Alhaiya Bilaval
- Thaat: Bilaval
- Type: Shadava-sampurna
- Time of day: Early Morning (Din ka Pratham Prahar-4 a.m-8 a.m
- Arohana: S ^{G}R G P ^{N}D N S'
- Avarohana: S' ^{N}D n D P M G ^{M}R S
- Pakad: G R G P m G m R G P D n D P
- Vadi: Dha
- Samavadi: Ga
- Synonym: Alhaiya Bilawal
- Similar: Bilawal; Devgiri Bilawal; Shukla Bilawal; Kakubh Bilawal;

= Alhaiya Bilaval =

Hindustani classical raga

Alhaiya Bilaval is a Hindustani classical raga. It is the most commonly performed raga of a large group of ragas that are mainly based on a scale more or less identical to the Western major scale. For this reason, that scale itself is known as the Bilaval thaat. It is often simply referred to as Bilaval. Although in the 17th century, Alhaiya and Bilaval may have been separate ragas. Alhaiya Bilaval is a raga in which M is the main key.

==Character==
Thaat: Bilaval

===Arohana, Avarohana and Pakad===
Arohana: S R G P D N S'

Avarohana: S'N D Ṉ D P M G R S

Pakad: G R G P M G M R G P M G M R S

===Vadi and Samavadi===
Vadi: Dhaivat

Samavadi: Gandhar

Komal Swar: N (Vakra) in Avarohana

Varjit Swar: M in Arohana

===Related ragas===
Alhaiya Bilaval is referred to as Bilaval; however, the Shuddha Bilaval can also be referred to as Bilaval.
Bilaval, Shuddha Bilawal, Devgiri Bilawal, Shukla Bilawal, Kakubh Bilawal

===Time===
1st Prahar of the Day (6AM to 9AM)

===Rasa===
It is filled with Shant Rasa (peaceful).

===The Indian National Anthem's Raga===

It is believed that the Indian national anthem "Jana Gana Mana" is sung in the raga Alhaiya Bilaval.
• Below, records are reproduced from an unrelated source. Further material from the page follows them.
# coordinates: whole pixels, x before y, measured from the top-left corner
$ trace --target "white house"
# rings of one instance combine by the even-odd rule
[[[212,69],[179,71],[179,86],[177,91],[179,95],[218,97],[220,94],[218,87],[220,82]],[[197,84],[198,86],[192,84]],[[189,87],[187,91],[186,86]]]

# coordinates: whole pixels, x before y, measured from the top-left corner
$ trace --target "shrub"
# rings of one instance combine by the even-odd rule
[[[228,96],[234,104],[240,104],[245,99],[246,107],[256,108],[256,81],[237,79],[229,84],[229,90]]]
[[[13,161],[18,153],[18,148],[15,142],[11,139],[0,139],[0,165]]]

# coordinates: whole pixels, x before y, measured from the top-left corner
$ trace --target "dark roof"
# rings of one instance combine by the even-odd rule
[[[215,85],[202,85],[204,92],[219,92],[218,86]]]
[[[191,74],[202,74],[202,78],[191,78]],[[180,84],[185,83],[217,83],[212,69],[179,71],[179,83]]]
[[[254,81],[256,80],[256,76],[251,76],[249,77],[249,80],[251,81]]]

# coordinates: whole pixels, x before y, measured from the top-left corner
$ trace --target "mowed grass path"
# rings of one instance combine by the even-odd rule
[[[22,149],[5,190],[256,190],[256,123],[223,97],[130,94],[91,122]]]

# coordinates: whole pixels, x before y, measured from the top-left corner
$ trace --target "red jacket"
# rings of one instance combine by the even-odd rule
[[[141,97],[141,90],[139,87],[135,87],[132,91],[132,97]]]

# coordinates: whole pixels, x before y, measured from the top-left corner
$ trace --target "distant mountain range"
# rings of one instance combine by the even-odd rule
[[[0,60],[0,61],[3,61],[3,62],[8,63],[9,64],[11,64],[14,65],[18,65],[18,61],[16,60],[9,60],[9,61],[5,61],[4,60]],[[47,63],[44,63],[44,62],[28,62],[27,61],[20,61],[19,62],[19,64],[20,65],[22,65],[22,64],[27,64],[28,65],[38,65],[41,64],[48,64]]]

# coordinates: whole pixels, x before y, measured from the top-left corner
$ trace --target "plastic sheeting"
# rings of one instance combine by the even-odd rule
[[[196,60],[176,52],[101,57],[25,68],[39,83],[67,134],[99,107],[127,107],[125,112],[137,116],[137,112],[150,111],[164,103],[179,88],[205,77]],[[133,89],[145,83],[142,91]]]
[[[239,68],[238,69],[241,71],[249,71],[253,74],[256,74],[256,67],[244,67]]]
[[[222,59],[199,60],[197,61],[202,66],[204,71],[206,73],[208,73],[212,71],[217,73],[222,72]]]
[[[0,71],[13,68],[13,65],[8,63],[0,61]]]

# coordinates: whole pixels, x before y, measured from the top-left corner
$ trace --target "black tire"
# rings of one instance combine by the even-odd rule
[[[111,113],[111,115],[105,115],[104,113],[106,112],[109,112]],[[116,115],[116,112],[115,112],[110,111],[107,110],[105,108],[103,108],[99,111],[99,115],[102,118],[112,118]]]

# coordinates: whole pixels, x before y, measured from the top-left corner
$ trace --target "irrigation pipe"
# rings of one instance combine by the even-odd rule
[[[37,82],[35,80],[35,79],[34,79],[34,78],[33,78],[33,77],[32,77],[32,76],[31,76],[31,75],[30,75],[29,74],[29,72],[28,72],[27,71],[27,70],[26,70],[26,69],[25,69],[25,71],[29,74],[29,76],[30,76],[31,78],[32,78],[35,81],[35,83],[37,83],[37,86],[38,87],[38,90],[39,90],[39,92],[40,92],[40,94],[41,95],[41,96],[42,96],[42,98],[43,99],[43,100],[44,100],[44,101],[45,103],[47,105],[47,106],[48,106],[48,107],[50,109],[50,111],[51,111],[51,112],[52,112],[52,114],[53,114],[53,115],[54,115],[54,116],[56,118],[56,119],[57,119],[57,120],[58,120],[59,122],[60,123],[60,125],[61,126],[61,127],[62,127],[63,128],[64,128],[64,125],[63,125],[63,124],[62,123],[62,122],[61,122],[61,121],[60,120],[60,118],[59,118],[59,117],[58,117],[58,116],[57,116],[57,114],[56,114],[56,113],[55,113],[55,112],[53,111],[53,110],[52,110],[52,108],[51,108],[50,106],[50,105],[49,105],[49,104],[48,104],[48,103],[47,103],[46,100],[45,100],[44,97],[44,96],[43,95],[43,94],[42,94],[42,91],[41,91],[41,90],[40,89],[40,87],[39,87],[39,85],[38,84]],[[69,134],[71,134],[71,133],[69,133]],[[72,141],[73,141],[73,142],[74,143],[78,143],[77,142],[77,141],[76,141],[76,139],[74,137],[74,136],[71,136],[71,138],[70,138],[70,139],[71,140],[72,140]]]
But there is a teevra Madhyam svara being employed in the national anthem too. Raga Alhaiya Bilaval does not employ the tivra Madhyama svara; Alhaiya Bilaval is the raga of all Shuddha Svaras and no other types of svaras. So some consider the national anthem to be in raag Gaud Sarang.

==Literature==
Bor, Joep (ed). Rao, Suvarnalata; der Meer, Wim van; Harvey, Jane (co-authors) The Raga Guide: A Survey of 74 Hindustani Ragas. Zenith Media, London: 1999.